In nature, enzymes–tiny, specialized proteins–catalyze chemical reactions essential for life. Let a cracker melt on your tongue, and the coarse flavor becomes sweet. How? Thank amylase, an enzyme that breaks down carbs into simpler sugars. Laundry detergent? Proteases and lipases do the dirty work. Sourdough, cheese and wine? The French owe their romance to this catalytic class of molecule.
Enzymes have long been in the limelight as a biodegradable, food-safe and sustainable alternative to harmful industry chemicals. After spending over 30 years studying enzyme function, protein engineer and BMBB faculty member Romas Kazlauskas compares the way enzymes move to “trees on a windy day.” They’re constantly changing and moving–and unless the way they function is understood, their use in industry has yet to be fully imagined. Those in Kazlauskas’s field are looking to adjust every proverbial root, branch and leaf so an enzyme functions with a desirable outcome.
From new plastic recycling methods to novel pharmaceuticals, Kazlauskas highlighted the most recent advancements in enzyme engineering in a recent publication for Science. He’s been involved with doing a survey of protein engineering once a decade for the past three decades, collaborating with internationally renowned researchers and industry leaders to address improvements and limitations in their field.
Past playing by nature’s rules
When researchers started using enzymes for industry, scientists had to design all their products around an enzyme’s optimal environment. If the enzyme you study functioned best in a low temperature range, you had to keep the temperature low. “You were stuck with all sorts of different requirements. Last time we wrote this [research overview], we could adjust the protein to work in whatever conditions we wanted. But now, we can design whatever reaction we want–even if it might not occur in nature.”
One of the more recent advancements is an approach called directed evolution, which was recognized by a Nobel Prize in Chemistry in 2018. “It was very exciting,” says Kazlauskas. “The approach there is to make a bunch of mutations. What scientists will do is look through those mutated variants and select the best one for whatever application is needed. A lot of the enzymes I mentioned in the review were developed using directed evolution.”
Not only are scientists looking for an enzyme to carry out a desired reaction, they’re also trying to make reactions quicker and more selective. It’s kind of how enzymes might evolve in nature–but much more rapidly, and with human benefit. “There's probably never going to be a selective pressure in nature towards an enzyme that can make drugs better. That's not going to provide a selective advantage to an organism. But we can influence that in the lab, right?”
Some enzymes, like a recently discovered enzyme that can degrade the plastics in water bottles, are found in nature but can be engineered to be more efficient. One enzyme being developed as a supplement for Celiac’s sufferers is being tailored to break down gluten.

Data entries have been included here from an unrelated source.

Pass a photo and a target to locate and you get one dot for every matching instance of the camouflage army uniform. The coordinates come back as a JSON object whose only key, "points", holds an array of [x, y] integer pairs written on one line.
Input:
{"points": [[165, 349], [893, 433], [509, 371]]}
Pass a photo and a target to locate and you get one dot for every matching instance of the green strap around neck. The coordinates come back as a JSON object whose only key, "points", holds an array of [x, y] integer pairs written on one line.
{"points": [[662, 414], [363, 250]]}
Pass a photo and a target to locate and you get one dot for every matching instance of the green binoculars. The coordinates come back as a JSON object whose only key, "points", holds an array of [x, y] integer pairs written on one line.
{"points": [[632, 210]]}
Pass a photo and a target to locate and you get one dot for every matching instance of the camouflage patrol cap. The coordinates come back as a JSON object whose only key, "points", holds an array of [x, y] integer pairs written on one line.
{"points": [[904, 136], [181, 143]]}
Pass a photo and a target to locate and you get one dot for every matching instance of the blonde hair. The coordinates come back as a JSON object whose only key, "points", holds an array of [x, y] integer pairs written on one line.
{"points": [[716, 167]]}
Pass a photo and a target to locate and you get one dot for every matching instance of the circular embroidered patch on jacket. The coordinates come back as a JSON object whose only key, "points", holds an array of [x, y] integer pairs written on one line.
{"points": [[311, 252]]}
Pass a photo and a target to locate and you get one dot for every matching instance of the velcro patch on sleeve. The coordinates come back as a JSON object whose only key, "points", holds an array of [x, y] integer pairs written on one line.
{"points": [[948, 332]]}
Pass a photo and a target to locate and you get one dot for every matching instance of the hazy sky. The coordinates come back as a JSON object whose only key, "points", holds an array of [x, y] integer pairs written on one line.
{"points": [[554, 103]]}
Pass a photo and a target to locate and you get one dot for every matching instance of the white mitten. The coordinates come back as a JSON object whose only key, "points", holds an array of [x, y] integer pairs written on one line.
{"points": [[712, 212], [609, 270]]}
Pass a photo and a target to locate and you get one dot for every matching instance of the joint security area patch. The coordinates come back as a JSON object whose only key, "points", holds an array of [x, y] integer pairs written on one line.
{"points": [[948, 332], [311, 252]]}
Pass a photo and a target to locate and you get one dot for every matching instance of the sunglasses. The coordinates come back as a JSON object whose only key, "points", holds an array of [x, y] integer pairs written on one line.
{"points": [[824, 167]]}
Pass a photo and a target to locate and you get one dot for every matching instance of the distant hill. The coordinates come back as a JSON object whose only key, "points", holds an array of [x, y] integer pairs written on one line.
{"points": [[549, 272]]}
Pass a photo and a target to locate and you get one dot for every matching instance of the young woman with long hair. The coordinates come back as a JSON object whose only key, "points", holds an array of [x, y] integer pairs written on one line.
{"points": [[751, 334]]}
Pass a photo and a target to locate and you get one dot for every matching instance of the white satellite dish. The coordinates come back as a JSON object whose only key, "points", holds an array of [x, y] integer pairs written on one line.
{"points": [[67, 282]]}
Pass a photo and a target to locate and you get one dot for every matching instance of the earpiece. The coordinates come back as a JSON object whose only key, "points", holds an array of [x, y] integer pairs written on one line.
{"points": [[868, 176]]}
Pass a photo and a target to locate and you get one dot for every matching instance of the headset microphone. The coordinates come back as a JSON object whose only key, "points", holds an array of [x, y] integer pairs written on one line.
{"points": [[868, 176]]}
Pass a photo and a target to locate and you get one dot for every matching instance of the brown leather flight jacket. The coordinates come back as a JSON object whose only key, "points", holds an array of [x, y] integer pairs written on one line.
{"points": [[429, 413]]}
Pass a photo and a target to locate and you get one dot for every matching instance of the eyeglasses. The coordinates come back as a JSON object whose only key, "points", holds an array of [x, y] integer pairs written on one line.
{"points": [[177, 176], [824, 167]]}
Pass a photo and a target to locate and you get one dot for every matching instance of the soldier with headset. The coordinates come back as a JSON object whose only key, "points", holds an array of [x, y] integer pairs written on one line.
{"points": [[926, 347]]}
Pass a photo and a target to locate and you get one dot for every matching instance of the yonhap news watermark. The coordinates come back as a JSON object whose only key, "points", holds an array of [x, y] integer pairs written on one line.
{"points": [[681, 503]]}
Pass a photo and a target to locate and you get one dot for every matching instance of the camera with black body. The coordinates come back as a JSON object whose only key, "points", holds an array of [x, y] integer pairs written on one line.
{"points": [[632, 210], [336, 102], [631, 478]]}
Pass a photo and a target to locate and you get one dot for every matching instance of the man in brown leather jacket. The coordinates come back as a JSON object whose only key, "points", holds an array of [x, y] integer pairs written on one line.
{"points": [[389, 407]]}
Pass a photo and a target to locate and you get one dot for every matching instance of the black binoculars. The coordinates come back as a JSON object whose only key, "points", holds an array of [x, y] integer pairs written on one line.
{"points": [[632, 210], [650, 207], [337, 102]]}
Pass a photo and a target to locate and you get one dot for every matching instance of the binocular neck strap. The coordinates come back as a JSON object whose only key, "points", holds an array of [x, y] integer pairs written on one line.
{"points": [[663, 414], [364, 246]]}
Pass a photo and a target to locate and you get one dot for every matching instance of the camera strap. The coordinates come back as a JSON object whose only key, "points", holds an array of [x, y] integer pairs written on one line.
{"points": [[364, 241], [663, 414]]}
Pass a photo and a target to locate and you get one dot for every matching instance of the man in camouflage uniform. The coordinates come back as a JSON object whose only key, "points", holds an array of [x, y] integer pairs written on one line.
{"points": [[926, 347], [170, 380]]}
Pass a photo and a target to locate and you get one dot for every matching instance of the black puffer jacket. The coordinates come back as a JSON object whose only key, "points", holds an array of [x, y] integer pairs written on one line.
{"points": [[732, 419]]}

Peering through a crystal (molecule)
Directed evolution, says Kazlauskas, might soon have some competition. Eventually, computational models could predict the next best enzyme variation. One might simply search through a giant library of amino acid sequences and use advanced statistics (kind of like AI) to predict what a certain combination of sequences will do.
However, a protein’s three-dimensional structure may be just as important, if not more important in predicting function than its amino acid sequence. A topic of particular interest to Kazlauskas is molecules that mirror one another in shape, but have completely different functions. He compares this phenomenon, called “chirality”, to your right and left hands. Despite looking the same, your hands are actually quite different from one another, something you’ll notice if you try to shake hands with the wrong hand.
This can make a world of difference in a pharmaceutical setting, where one form of a molecule (say, the “left hand” version) might be preferable over the other. In flavor science, the mirror-image version of a molecule shaped to taste like mint, tastes instead like carraway. So could we, someday, project an enzyme's function with info about its shape?
“There was a group in our review that was looking for [a specific enzyme]. They looked at the structural information, like if there was a tunnel, what was attached to the active sites, and where. They tested a few, and most of them worked. It was taken as a much better way of predicting function than looking at sequences.”
Like everything, however, matching form with function could take many hard-won years of data collection and analysis. In the next ten years, Kazlauskas also hopes researchers can figure out how to increase the speed of enzymes used in biomanufacturing. An enzyme that works twice as quickly means half the number of enzymes are needed for the final product. And getting there might mean looking at more than the active site, even tailoring how an enzyme moves.
“We're definitely not there yet. But maybe we're getting closer.”